Escuchando, escribí esto:
Había una vez un adolescente desamorado.
Iba dando tumbos, perdido, ciego, sin rumbo.
Vestía el negro, comía viento y luz.
Buscaba entre las sombras, en los laberintos
las pistas y señales de su amor perdido.
¿Do estás, estrella, do estás que no te encuentro?

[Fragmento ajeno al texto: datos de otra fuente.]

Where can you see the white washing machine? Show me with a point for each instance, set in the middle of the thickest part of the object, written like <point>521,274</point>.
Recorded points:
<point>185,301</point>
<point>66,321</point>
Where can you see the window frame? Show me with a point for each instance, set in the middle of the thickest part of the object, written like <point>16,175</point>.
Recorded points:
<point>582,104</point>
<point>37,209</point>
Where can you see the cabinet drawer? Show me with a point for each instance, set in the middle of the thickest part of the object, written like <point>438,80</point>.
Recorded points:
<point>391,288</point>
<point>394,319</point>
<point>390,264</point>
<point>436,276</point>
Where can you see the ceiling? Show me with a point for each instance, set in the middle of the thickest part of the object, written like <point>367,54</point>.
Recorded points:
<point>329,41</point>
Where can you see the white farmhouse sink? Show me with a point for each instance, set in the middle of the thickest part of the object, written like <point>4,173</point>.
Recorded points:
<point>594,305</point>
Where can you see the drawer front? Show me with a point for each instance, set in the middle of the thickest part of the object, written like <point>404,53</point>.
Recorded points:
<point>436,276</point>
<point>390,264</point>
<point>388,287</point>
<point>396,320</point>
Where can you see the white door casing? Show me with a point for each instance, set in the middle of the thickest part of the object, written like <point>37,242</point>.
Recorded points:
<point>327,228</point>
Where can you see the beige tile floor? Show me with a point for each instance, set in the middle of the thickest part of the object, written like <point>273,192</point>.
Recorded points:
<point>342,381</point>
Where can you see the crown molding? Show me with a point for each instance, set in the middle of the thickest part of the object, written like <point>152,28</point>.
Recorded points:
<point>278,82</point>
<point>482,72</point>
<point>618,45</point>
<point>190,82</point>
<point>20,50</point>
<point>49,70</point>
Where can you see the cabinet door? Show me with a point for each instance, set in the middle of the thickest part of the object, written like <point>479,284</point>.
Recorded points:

¿Te encontraré en el mar, bajo la loca tormenta,
atado a mi timón cantando tu nombre?
¿Te encontraré en el bosque, tras la huella
del monstruo de deforme rostro?
¿Te hallaré en la cima de la montaña donde
la oriflama lucha contra el viento?
¿Te hallaré en la estepa donde vuela mi montura?
¿O en el desierto, seca mi boca de tus besos?
Así el desamorado cuestionaba al cielo.
Bobo, desamorado idiota, dijo el cielo.
Tu amor está en tu interior, muy dentro de tu pecho.
Escondido entre los pliegues de tu corazón,
siempre en ti, hasta ser tú, tontito.
Hasta que tu amor no crezca hasta ser tú mismo amor
y llene tu espacio y tu forma expulsando el negro,
echando de tu alma sombra y laberinto, amor,
no encontrarás sino negrura, y la risa te dirá,
bobo y triste, desamorado, que amor has encontrado.